For work involving litigation, the consultants sometimes conduct their experiments under the watchful eye of lawyers, who supervise the proceedings—say, dictating precisely how a rice cooker should be tipped over to simulate the conditions that allegedly caused a fire. “We walk a fine line, because what we do is different than what attorneys do,” Sellers says. “Sometimes we have to tell clients news they don’t want to hear. We have to be certain that the technical opinions we’re providing are robust, that they’ve been verified and we can defend them.” She and her colleagues also give expert testimony on the witness stand—and occasionally, like something out of “Law & Order,” they get grilled by opposing counsel. Once, Huang recalls, he was queried on his understanding of a particular computer chip—and, to show that he ought to be familiar with it, the lawyer even called up a website proving that Huang had used that model during a project his senior year at Cornell. “You never know what issue from your past experience is going to be brought up,” Huang observes. “In this line of work, even some obsolete technology could come up in a different context.”
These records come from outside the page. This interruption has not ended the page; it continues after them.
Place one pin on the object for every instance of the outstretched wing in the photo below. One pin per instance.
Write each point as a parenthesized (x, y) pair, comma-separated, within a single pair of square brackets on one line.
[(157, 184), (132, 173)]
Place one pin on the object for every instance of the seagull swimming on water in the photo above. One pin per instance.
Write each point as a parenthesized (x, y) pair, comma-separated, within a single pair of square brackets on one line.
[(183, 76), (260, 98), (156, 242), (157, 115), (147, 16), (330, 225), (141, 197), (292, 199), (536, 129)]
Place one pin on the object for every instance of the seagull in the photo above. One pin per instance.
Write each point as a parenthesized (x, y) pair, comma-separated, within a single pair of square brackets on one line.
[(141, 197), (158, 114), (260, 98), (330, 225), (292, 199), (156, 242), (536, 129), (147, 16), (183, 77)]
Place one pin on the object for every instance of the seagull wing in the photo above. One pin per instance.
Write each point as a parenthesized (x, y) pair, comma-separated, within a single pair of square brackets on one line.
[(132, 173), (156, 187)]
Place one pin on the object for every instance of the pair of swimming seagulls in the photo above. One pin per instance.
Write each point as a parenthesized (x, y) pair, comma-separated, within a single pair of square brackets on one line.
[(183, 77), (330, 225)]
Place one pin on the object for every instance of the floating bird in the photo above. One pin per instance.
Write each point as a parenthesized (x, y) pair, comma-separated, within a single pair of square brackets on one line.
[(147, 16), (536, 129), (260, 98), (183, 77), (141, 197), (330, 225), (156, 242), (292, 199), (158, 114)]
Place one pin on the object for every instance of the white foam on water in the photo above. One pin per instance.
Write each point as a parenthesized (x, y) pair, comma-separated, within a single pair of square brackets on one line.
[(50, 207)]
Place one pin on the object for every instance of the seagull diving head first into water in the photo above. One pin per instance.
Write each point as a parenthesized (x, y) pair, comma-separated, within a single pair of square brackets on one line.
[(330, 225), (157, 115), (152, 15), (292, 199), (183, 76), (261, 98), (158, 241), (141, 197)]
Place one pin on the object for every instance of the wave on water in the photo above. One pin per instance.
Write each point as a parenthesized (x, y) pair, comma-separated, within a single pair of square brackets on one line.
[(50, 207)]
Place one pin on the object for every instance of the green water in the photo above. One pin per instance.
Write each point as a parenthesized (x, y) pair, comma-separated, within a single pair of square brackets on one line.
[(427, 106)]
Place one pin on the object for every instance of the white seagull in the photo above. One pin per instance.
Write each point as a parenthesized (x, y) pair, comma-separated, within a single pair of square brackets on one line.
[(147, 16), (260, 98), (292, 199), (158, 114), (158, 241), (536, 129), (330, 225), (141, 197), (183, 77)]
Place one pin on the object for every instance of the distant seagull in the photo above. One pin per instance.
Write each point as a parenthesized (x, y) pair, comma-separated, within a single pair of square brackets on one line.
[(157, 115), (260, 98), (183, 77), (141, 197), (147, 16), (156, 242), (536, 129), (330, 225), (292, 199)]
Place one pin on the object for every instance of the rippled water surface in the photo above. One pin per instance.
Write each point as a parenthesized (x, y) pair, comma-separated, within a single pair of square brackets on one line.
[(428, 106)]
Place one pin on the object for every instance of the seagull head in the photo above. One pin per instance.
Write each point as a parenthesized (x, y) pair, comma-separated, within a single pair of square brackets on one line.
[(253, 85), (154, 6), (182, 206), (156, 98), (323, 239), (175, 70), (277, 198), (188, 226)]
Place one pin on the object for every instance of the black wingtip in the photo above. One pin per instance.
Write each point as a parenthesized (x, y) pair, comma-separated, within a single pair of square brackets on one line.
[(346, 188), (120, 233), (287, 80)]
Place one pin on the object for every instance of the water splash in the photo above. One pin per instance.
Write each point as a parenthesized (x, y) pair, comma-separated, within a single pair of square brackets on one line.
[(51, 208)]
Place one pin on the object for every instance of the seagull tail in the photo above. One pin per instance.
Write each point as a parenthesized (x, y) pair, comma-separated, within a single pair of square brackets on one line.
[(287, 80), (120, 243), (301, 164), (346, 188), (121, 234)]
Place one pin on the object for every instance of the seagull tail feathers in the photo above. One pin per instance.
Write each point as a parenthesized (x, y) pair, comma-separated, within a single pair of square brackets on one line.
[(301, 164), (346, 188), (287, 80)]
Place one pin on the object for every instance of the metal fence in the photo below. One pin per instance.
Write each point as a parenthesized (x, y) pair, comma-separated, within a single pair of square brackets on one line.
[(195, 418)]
The consultants sometimes have to travel on short notice, so they keep their go-bags packed and their passports current. (Each year, Exponent hosts a staff photo contest; categories include “bleakest inspection locale.”) For a job that involved the petroleum industry, Sellers went to Hawaii, Canada, and Africa; one of Huang’s most memorable projects required visiting Alaska—happily, during the summer season of midnight sun—to inspect a power plant whose machinery had shorted out.
Other work puts the consultants face to face with grim realities, such as an assignment for which Sellers researched how many people are crushed by falling furniture each year—and learned, among other things, that most victims of those accidents are children. In a sense, failure analysts are like cops and firemen, whose livelihoods depend on the fact that unfortunate events inevitably occur. “We don’t hope for bad things to happen,” Sellers says. “But if they do, we want to be involved.”